Uses of Kafka are multiple. Here are a few use-cases that could help you to figure out its usage.

  • Activity Monitoring:- Kafka can be used for activity monitoring. The activity could belong to a website or physical sensors and devices. Producers can publish raw data from data sources that later can be used to find trends and pattern.
  • Messaging:- Kafka can be used as a message broker among services. If you are implementing a microservice architecture, you can have a microservice as a producer and another as a consumer. For instance, you have a microservice that is responsible to create new accounts and other for sending email to users about account creation.
  • Log Aggregation:- You can use Kafka to collect logs from different systems and store in a centralized system for further processing.
  • ETL:- Kafka has a feature of almost real-time streaming thus you can come up with an ETL based on your need.
  • Database:- Based on things I mentioned above, you may say that Kafka also acts as a database. Not a typical databases that have a feature of querying the data as per need, what I meant that you can keep data in Kafka as long as you want without consuming it.

Kafka Concepts


Every message that is feed into the system must be part of some topic. The topic is nothing but a stream of records. The messages are stored in key-value format. Each message is assigned a sequence, called Offset. The output of one message could be an input of the other for further processing.
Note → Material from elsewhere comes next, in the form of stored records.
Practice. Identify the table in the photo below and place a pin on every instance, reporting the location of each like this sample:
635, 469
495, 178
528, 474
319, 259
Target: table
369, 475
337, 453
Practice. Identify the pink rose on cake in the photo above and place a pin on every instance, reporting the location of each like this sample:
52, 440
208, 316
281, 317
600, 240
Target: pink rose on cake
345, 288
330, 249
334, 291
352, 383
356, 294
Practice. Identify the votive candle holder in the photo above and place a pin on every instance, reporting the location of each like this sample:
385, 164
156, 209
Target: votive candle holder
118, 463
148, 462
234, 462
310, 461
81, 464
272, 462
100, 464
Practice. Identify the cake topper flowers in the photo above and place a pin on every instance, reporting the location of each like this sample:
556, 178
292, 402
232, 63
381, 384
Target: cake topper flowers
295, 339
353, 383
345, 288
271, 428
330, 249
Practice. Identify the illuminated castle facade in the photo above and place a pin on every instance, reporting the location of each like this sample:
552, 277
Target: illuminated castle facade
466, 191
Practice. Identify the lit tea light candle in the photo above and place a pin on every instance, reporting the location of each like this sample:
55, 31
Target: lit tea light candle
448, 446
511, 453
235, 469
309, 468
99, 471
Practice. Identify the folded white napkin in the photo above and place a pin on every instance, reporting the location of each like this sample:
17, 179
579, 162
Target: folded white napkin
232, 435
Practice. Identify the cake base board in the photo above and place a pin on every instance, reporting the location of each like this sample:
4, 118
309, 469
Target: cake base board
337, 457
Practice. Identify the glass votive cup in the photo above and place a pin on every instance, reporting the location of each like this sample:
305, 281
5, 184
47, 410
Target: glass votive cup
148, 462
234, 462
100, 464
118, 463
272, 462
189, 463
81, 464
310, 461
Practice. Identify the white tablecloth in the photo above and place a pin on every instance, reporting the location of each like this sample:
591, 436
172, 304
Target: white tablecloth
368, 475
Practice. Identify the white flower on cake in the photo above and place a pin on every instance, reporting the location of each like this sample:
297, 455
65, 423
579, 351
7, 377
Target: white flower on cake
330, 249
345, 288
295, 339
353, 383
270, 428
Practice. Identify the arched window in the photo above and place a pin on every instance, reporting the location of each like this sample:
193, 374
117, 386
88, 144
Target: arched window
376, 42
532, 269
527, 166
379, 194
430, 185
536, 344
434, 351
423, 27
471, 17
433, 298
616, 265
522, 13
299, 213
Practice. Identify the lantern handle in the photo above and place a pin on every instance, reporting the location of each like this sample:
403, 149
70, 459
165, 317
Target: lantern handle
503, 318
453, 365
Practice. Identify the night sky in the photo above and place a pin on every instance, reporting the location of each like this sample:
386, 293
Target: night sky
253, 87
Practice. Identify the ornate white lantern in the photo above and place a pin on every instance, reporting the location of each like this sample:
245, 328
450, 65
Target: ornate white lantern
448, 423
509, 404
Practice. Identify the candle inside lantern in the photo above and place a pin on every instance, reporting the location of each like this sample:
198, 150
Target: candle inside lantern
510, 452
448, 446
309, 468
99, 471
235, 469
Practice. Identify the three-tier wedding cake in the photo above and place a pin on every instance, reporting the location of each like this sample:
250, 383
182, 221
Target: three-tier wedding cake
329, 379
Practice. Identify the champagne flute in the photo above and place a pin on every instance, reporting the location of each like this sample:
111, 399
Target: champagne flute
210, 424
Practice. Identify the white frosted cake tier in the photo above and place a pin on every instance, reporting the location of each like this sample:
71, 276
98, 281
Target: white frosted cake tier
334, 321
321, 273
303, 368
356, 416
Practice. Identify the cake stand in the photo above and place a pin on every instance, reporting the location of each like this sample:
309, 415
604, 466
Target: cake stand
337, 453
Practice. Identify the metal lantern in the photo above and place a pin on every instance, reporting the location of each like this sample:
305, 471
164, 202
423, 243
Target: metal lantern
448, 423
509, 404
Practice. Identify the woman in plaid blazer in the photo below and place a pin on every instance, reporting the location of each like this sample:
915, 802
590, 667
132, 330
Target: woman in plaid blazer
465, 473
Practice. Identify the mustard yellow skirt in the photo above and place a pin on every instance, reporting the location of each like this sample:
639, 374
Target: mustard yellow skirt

Producers are the apps responsible to publish data into Kafka system. They publish data on the topic of their choice.


The messages published into topics are then utilized by Consumers apps. A consumer gets subscribed to the topic of its choice and consumes data.


Every instance of Kafka that is responsible for message exchange is called a Broker. Kafka can be used as a stand-alone machine or a part of a cluster.

I try to explain the whole thing with a simple example, there is a warehouse or godown of a restaurant where all the raw material is dumped like rice, vegetables etc. The restaurant serves different kinds of dishes: Chinese, Desi, Italian etc. The chefs of each cuisine can refer to the warehouse, pick the desire things and make things. There is a possibility that the stuff made by the raw material can later be used by all departments’ chefs, for instance, some secret sauce that is used in ALL kind of dishes. Here, the warehouse is a broker, vendors of goods are the producers, the goods and the secret sauce made by chefs are topics while chefs are consumers. My analogy might sound funny and inaccurate but at least it’d have helped you to understand the entire thing. 🙂

Setting up and Running

The easiest way to install Kafka is to download binaries and run it. Since it’s based on JVM languages like Scala and Java, you must make sure that you are using Java 7 or greater.

Kafka is available in two different flavors: One by Apache foundation and other by Confluent as a package. For this tutorial, I will go with the one provided by Apache foundation. By the way, Confluent was founded by the original developers of Kafka.

Starting Zookeeper

Kafka relies on Zookeeper, in order to make it run we will have to run Zookeeper first.

bin/ config/

it will display lots of text on the screen, if see the following it means it’s up properly.

2018-06-10 06:36:15,023] INFO maxSessionTimeout set to -1 (org.apache.zookeeper.server.ZooKeeperServer)
[2018-06-10 06:36:15,044] INFO binding to port (org.apache.zookeeper.server.NIOServerCnxnFactory)

Starting Kafka Server

Next, we have to start Kafka broker server:

bin/ config/

And if you see the following text on the console it means it’s up.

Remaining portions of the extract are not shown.